Ode à l’Homopatik

Crédit photo: Homopatik

L’Homopatik c’est un institution, dans la communauté gay certes, mais surtout dans le monde de la nuit berlinoise. C’est une fête chaleureuse et mensuelle, souvent sensuelle parfois sexuelle, le Berghain coté clair de la force (cf Starwars). Homo ou hétéro on s’y sent bien et l’on y fait la connaissance de personnages et personnalités multiples. L’hiver la fête dure seulement 24 heures et se tient en petit comité. L’été elle se prolonge tout un week-end et les touristes se mêlent aux habitués. Messieurs soyez sexy, Mesdames vous ne rentrerez que bien accompagnées… les physios sont intransigeants.

Dans le jardin de l’About Blank la fête est fiévreuse et enjouée. Le soleil ne brille pas mais cela n’empêche pas les fêtards de se trémousser sur la musique. Pleins d’hommes, beaux, raffinés, grassouillets, en jeans, torses nus ou parfois à talons aiguilles et perruques. Quelques filles aussi, le nombril à l’air, des femmes fatales, une tornade qui danse et tourne sur elle même dans une robe chair.

Les bulles de savon se distillent dans l’air, les choeurs chantent quand le DJ interrompt quelques secondes le hit disco électronisé, les visages s’effleurent, pour se faire la bise ou goulûment s’embrasser.

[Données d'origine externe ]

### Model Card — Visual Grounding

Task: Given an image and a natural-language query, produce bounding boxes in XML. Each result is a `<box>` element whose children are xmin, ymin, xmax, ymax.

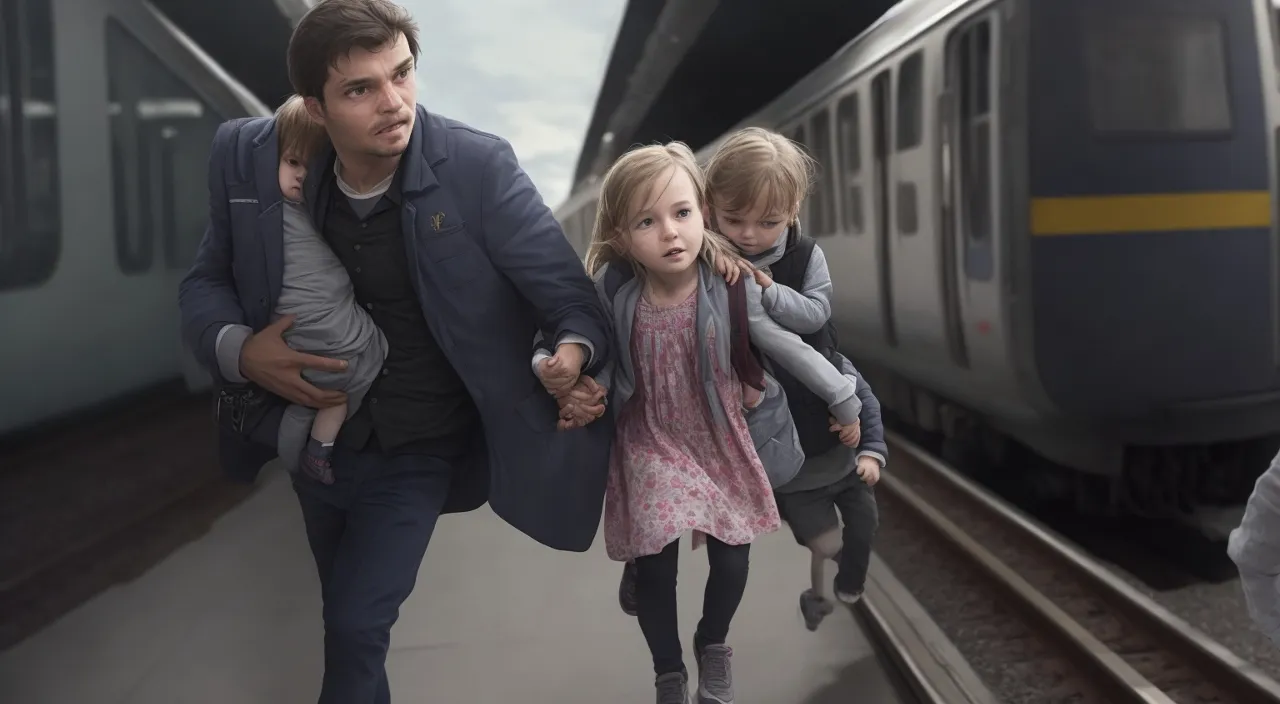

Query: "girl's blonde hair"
<box><xmin>586</xmin><ymin>142</ymin><xmax>733</xmax><ymax>276</ymax></box>
<box><xmin>707</xmin><ymin>127</ymin><xmax>814</xmax><ymax>224</ymax></box>
<box><xmin>275</xmin><ymin>95</ymin><xmax>329</xmax><ymax>163</ymax></box>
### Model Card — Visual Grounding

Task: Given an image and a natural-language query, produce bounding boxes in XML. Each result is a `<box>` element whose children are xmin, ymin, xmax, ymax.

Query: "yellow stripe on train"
<box><xmin>1030</xmin><ymin>191</ymin><xmax>1271</xmax><ymax>236</ymax></box>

Et partout dans le jardin des groupes s’égaient, des conversations vont bon train assis sur un banc, debout dans l’ancien sauna caché derrière les buissons ou au milieu d’une caravane magique. On fait connaissance mais on évite de parler travail, on préfère les voyages et la fête. Berlin, Berlin, Berlin insatiable sujet de discussion qui semble fédérer les participants même si beaucoup ne sont que de passage dans l’hospitalière capitale du week-end.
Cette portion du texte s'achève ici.